In a recent decision, the Court of Appeal has found that, in certain circumstances, an insurer has a duty to tell its policyholder that their conduct is at risk of jeopardising their claim for cover.

The obligation is described as a "duty to speak" and, in principle, is not restricted solely to disputes arising over insurance. However, the fact that insurance is a contract of utmost good faith increases the likelihood of a party having an obligation to speak up.

The dispute before the Court of Appeal concerned the theft of stock (by an employee) from a Ted Baker distribution centre. Ted Baker made a claim on its insurance for the lost stock and loss of profits. In response, the company's insurers, AXA, asked it to provide various documents, including accounting information, to substantiate the claim. Ted Baker met with AXA's loss adjuster and explained that it would be both costly and time-consuming to provide all of the information requested. The loss adjuster said that he would seek instructions and get back to them, but never did.
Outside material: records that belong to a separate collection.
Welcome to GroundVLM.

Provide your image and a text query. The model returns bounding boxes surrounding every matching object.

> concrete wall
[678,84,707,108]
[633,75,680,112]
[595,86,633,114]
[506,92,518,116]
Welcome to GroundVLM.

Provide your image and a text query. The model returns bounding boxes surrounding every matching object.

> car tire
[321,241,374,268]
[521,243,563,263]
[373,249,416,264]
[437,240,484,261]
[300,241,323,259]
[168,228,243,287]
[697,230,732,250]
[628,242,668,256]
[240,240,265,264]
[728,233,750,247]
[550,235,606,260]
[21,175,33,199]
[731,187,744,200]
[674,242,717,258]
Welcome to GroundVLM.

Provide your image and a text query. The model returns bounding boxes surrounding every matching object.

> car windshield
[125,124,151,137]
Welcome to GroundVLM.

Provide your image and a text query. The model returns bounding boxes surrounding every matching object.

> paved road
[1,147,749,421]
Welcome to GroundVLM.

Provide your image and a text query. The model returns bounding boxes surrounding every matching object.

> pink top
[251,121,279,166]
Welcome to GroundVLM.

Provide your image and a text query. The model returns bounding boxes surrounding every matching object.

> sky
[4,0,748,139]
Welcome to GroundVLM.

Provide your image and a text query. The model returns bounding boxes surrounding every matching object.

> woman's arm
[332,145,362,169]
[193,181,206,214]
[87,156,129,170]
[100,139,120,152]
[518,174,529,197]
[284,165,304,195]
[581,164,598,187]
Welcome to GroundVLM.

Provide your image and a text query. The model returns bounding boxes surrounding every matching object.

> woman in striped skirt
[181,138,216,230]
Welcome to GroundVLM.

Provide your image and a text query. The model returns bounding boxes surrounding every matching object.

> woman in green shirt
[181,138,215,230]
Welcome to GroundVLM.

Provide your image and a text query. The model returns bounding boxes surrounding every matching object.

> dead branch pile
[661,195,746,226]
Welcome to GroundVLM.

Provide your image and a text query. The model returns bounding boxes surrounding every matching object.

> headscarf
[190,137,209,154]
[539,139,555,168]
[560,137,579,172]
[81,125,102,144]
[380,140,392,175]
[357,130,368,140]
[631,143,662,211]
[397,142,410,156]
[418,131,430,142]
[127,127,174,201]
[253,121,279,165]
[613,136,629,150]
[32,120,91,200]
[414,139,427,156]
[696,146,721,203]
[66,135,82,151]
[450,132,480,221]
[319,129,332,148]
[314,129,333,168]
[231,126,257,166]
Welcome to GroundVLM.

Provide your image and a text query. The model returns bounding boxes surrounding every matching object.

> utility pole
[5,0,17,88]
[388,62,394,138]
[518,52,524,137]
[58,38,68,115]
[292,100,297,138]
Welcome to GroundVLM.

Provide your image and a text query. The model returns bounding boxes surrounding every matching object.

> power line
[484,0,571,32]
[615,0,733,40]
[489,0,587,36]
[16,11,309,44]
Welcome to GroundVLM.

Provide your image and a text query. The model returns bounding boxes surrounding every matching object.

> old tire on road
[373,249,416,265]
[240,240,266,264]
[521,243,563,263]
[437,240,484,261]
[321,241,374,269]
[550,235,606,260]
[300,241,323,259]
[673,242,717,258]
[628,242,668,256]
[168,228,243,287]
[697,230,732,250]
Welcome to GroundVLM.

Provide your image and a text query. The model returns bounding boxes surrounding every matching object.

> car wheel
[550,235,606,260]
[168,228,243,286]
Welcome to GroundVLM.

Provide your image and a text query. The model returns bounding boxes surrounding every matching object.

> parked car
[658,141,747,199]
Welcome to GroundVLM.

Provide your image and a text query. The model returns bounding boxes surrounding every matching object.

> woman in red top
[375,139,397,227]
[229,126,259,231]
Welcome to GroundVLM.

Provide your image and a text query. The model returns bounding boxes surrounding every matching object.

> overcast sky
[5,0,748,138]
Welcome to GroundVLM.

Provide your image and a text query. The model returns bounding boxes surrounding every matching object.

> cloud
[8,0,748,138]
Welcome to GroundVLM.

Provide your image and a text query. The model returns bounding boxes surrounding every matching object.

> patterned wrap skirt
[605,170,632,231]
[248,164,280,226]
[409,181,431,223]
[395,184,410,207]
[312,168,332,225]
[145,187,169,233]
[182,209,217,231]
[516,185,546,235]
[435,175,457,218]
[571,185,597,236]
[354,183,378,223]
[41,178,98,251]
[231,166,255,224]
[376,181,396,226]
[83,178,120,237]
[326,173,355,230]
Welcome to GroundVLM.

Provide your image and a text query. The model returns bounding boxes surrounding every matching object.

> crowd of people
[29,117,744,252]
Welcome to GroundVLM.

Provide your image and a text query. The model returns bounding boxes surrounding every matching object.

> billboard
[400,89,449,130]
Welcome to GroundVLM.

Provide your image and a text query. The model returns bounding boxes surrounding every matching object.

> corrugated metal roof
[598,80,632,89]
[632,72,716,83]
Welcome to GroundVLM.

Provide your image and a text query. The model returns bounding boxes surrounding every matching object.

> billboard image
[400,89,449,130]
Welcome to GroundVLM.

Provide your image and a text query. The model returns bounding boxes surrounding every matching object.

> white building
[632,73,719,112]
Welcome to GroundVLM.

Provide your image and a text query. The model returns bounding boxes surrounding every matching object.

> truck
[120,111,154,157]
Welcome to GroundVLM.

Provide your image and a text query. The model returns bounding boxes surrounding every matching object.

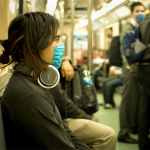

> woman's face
[40,29,63,63]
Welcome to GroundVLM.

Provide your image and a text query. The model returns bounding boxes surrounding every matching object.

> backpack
[123,27,150,64]
[109,23,135,66]
[109,36,122,67]
[61,66,99,115]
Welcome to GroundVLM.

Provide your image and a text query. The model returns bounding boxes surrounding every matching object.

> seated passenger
[102,66,123,109]
[49,60,117,150]
[0,12,90,150]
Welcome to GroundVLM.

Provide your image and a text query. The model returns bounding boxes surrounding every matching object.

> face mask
[52,44,65,69]
[135,13,145,22]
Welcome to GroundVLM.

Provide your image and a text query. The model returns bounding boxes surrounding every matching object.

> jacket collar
[130,18,139,28]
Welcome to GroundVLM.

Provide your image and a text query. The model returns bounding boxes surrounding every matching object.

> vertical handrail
[71,0,74,62]
[87,0,92,72]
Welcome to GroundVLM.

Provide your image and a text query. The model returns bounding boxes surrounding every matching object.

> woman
[0,12,90,150]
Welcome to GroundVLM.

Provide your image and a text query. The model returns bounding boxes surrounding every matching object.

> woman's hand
[60,60,74,81]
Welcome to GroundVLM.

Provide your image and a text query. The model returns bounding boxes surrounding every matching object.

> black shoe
[130,126,138,134]
[130,129,138,134]
[118,134,138,144]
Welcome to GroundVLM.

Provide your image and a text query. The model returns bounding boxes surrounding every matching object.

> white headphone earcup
[37,65,60,89]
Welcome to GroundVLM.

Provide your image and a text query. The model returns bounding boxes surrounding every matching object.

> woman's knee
[106,127,117,143]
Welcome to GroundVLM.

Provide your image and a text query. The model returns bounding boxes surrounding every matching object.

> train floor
[95,91,138,150]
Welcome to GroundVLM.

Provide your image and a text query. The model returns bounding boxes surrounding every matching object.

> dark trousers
[119,71,139,136]
[138,65,150,150]
[102,78,123,106]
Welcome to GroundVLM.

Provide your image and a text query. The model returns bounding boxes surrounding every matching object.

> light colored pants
[67,115,116,150]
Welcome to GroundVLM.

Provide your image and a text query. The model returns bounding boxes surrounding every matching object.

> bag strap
[63,80,71,97]
[135,28,139,39]
[128,23,135,30]
[73,66,85,94]
[126,23,137,39]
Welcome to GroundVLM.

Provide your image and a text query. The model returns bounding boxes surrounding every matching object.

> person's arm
[60,59,74,81]
[109,66,122,76]
[120,24,134,68]
[49,82,92,120]
[14,92,90,150]
[120,24,133,45]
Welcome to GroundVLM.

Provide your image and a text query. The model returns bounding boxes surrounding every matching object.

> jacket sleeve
[120,24,133,45]
[14,92,90,150]
[49,82,92,120]
[120,24,134,70]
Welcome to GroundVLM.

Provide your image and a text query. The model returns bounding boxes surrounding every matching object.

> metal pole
[66,0,80,18]
[59,1,64,36]
[71,0,74,62]
[23,0,26,14]
[87,0,92,72]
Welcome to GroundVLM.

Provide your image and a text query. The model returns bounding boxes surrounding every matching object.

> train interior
[0,0,150,150]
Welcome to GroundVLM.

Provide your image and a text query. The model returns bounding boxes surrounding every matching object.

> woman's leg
[67,117,117,150]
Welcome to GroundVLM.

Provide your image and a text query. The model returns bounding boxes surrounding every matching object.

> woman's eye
[56,38,59,41]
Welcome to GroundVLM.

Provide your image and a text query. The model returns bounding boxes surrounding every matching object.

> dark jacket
[1,71,90,150]
[139,17,150,63]
[49,82,91,120]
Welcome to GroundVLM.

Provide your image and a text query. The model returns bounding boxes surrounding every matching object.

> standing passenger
[137,17,150,150]
[118,2,145,143]
[0,12,90,150]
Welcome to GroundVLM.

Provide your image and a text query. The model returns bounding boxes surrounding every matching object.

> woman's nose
[59,39,63,45]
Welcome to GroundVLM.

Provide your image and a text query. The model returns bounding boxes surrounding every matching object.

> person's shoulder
[6,73,48,101]
[124,23,134,32]
[5,74,53,110]
[11,73,38,91]
[140,17,150,31]
[120,23,134,40]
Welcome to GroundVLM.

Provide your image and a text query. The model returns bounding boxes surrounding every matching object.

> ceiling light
[55,9,60,19]
[91,0,126,21]
[10,0,15,14]
[46,0,58,15]
[59,1,64,19]
[78,19,88,28]
[77,0,126,28]
[115,6,130,18]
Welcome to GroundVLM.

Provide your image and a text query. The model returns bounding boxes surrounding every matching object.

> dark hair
[0,12,59,80]
[130,2,145,13]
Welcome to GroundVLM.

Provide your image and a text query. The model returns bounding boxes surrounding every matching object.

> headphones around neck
[14,63,60,89]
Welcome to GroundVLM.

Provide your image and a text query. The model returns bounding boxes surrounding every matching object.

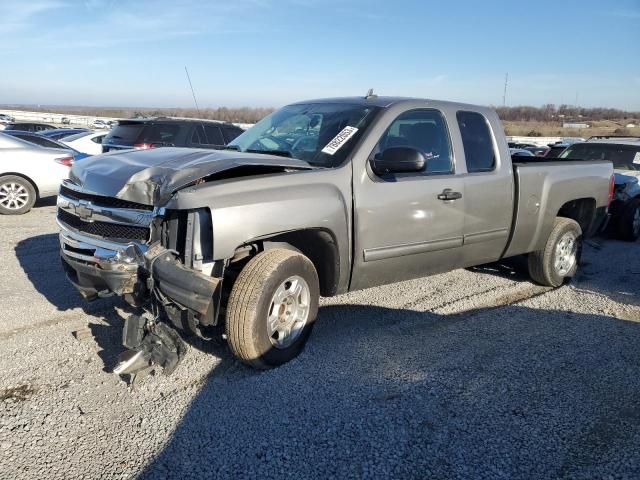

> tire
[0,175,37,215]
[225,248,320,369]
[616,198,640,242]
[528,217,582,287]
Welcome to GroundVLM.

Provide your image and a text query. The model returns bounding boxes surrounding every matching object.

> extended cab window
[374,109,453,175]
[456,111,496,172]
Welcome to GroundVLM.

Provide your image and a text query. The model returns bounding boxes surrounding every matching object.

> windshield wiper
[246,149,292,158]
[223,145,240,151]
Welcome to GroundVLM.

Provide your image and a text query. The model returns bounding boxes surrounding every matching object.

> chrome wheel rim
[0,182,29,210]
[554,232,578,276]
[632,207,640,237]
[267,275,310,349]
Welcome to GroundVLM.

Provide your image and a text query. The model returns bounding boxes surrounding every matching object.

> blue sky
[1,0,639,109]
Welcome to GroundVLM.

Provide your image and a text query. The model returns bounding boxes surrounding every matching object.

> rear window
[106,124,145,144]
[560,143,640,171]
[140,124,180,145]
[15,134,61,149]
[456,111,496,172]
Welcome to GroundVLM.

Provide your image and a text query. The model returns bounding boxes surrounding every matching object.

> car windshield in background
[560,143,640,171]
[105,124,145,144]
[63,132,93,142]
[227,103,380,167]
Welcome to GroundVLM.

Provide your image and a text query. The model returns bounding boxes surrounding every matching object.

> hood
[69,147,314,205]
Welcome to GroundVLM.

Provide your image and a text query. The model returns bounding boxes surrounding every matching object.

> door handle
[437,189,462,201]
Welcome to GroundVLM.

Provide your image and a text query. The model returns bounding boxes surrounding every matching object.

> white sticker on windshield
[633,152,640,164]
[321,126,359,155]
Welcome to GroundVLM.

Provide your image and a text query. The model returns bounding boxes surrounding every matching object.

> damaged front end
[57,180,222,381]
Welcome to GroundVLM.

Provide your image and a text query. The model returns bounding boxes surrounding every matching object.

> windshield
[227,103,379,167]
[560,143,640,171]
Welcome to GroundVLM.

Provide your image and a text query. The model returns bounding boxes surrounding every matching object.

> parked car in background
[3,131,90,161]
[41,128,90,140]
[545,143,570,158]
[101,117,244,153]
[0,133,73,214]
[524,146,549,156]
[57,96,613,374]
[559,136,640,241]
[510,148,535,157]
[61,131,108,155]
[0,114,15,123]
[92,119,111,130]
[61,117,71,125]
[4,122,56,133]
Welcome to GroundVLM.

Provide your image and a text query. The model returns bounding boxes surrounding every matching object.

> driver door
[351,108,466,290]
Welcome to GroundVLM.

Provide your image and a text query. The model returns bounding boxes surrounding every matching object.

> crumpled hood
[69,147,314,205]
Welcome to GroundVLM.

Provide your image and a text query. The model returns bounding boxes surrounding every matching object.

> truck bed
[504,159,612,258]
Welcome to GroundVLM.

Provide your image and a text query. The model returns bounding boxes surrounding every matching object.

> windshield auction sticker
[633,152,640,165]
[321,126,359,155]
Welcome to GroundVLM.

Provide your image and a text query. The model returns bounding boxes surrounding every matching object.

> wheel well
[234,229,341,297]
[557,198,595,234]
[0,172,39,199]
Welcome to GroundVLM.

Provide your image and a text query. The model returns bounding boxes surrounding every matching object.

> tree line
[3,104,638,124]
[495,104,640,122]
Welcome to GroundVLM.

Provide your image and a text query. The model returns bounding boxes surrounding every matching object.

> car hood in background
[614,170,640,185]
[68,147,314,205]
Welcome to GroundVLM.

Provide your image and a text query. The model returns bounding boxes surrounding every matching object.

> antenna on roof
[184,66,201,115]
[365,88,377,99]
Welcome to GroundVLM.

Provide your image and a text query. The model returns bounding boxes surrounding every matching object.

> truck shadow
[137,303,640,479]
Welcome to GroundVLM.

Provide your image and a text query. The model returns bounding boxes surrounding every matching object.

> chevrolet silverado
[56,96,614,377]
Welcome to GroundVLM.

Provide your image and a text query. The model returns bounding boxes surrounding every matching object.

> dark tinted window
[374,109,453,174]
[222,127,242,143]
[141,124,180,145]
[204,125,224,145]
[14,134,62,149]
[106,124,145,144]
[456,111,496,172]
[191,124,206,145]
[560,143,640,171]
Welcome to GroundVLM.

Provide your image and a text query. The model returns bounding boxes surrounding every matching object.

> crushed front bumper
[59,227,219,315]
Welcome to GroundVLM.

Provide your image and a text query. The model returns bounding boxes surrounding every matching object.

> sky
[1,0,639,110]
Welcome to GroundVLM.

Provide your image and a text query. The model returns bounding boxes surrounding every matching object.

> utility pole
[502,73,509,107]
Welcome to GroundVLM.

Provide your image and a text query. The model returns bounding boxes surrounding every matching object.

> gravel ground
[1,201,639,479]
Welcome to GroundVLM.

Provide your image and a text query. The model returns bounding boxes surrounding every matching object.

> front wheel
[225,249,320,369]
[617,198,640,242]
[528,217,582,287]
[0,175,37,215]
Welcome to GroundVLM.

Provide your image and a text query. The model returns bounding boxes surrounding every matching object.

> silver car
[0,133,73,214]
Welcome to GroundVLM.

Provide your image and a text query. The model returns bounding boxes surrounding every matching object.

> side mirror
[371,147,426,175]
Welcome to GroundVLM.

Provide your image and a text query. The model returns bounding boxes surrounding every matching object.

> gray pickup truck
[57,96,613,375]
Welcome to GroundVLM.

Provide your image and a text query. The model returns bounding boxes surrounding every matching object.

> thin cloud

AXA subsequently relied upon Ted Baker's failure to provide the information as breach of a condition precedent in its policy and thus grounds for denying cover. Ted Baker, understandably, complained that it believed the issue had been parked, following the meeting with the loss adjuster. The Court agreed that AXA was not entitled to take the point without having first made it clear to Ted Baker that, as far as it was concerned, the request for documents remained outstanding and was in issue.

It remains the case that an insurer has no general duty to warn a policyholder of the need to comply with their policy conditions. However, policyholders may now expect their insurers to engage in a more meaningful way with regards issues that are in dispute, and hopefully avoid any nasty surprises.